Curiously, on the same day I was invited to take part in a COVID-19 testing research study (Wave 2) conducted by Imperial College London and Ipsos MORI. ‘The study will help the Government work out how many people may have COVID-19 in different areas of the country. The test may indicate whether you currently have the COVID-19 virus. We have chosen your name at random, and participation is completely voluntary’.
Better late than never, I guess. But the question remains: Why did it take so long? Why wade through the fog for five months only guided by rickety models full of crude assumptions? Why guess the virus spread through a highly abstract number rather than actually measure it on the ground?

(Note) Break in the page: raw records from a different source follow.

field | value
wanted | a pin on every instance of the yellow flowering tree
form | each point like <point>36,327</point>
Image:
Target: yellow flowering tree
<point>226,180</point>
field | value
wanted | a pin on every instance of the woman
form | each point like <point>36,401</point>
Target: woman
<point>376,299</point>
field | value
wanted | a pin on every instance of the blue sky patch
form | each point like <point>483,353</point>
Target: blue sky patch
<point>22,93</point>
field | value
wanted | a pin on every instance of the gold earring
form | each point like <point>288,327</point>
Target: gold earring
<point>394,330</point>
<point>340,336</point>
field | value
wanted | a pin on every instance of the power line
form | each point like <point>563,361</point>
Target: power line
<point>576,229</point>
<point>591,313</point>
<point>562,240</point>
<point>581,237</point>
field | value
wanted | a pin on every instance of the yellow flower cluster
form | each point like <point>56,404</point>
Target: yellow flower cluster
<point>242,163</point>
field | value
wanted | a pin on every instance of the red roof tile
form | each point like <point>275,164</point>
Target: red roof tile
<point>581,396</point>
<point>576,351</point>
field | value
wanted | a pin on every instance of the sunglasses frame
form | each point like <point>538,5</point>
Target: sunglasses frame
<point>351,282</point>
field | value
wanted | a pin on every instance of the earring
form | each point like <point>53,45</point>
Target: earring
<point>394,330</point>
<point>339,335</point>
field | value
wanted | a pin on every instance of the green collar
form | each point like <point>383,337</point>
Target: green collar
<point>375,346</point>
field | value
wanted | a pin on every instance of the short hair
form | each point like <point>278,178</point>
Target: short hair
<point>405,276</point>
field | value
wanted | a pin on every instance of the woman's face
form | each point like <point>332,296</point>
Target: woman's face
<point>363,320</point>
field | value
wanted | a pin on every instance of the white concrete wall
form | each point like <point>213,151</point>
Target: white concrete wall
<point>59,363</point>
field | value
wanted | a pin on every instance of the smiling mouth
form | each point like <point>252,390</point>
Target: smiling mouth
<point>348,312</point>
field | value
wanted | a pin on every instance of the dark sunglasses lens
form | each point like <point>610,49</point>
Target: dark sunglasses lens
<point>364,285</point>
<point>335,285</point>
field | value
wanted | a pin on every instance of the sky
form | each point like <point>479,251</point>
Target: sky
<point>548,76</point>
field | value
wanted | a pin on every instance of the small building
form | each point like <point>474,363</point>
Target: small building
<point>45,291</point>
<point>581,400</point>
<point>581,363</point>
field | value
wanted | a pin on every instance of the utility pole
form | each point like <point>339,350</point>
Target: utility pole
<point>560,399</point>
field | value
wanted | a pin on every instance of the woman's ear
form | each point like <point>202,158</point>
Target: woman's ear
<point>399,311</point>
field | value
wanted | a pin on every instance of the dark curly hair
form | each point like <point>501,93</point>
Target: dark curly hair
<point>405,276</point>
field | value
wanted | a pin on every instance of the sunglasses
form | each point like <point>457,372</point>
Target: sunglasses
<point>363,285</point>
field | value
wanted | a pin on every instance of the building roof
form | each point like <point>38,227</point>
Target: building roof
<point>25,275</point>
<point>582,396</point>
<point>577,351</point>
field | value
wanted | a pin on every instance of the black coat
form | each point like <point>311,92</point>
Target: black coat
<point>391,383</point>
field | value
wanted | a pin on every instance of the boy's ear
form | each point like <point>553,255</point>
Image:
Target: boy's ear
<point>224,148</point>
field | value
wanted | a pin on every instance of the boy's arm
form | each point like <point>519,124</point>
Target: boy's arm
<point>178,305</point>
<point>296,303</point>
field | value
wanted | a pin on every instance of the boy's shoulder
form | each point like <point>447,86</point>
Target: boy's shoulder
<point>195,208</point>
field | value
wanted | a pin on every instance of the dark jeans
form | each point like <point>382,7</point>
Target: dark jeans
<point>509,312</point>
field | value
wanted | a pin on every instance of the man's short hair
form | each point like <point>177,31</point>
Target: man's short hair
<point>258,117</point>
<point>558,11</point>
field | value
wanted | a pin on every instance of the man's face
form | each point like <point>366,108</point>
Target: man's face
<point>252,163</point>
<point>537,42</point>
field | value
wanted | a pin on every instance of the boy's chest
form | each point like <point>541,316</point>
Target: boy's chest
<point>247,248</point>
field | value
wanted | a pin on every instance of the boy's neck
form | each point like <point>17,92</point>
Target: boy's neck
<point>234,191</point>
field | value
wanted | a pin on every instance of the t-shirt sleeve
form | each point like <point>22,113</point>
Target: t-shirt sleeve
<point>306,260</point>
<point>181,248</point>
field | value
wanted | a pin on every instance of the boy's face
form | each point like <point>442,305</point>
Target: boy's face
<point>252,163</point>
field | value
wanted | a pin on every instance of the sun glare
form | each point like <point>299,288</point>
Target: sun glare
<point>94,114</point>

We will never know what the infection rate was back in January and February – in the UK or anywhere else – and how it varied through time, across different areas, age groups, sex, and other cohorts – the kind of data that Ipsos MORI and other statistical research agencies routinely inundate us with, ahead of elections and in myriads other circumstances. Sure, a viral test is not as easy to carry out as a telephone interview. And, despite earlier warnings at the highest levels, testing capacity back then was widely insufficient. But the mystery is that random testing was nowhere even considered as an option, including – as far as I can tell – in biostatistics and statistical epidemiology departments. The only option on the table were blanket lockdowns, with national governments left to decide their intensity and people left to dread their worst nightmares and bear all costs, in the name of a comforting but misleading precautionary principle.
It is entirely possible that, despite showing cross-sectional and temporal variation, Base Rate data would have been judged too high to leave any alternative to the adopted lockdown policies. But the point is: what is too high? Is the current infection rate in England too high? Presumably not, given that lockdown measures are being relaxed. As the rate has been coming down since late April, it is reasonable to presume that is was higher earlier on. But how high? Was it 1%? 5%? 10%? We’ll never know. And, crucially, whatever it was, it was an average number, higher in certain areas and lower in others, higher for certain cohorts and lower for others, and varying through time. Such critical information would have been of great help in modulating restriction policies, intensifying them where needed and diminishing or even excluding them elsewhere.
Oh well, too late. But the point seems to be finally coming across. Hopefully, there won’t be a Wave 2. But, just in case, random testing will provide more visibility to navigate through its containment.
I am looking forward to taking my test. Thanks to the ONS Base Rate estimate, and not having any symptoms, I am almost sure I will come out negative. The letter does not specify the test’s accuracy – it just says in the Additional Information overleaf that ‘test results are not 100% accurate’. As we have seen, Base Rate estimation does not require high accuracy: as long as its accuracy level is known, any test would do (the same point is made here). But of course accuracy is important at the individual level. So what will happen in the unlikely event that I result positive? It depends. It would be bad news is the test has maximum Specificity – a Smoking Gun: FPR=0%. If not, however, a positive result will very likely be a False Positive. Hence it would be wrong to interpret it as proving that I am infected. Before reaching that conclusion, I would want to repeat the test and, if I am positive again, repeat it a third time.
I hope that this point will be well clarified to the unlucky positives and that they will not be rushed into isolation.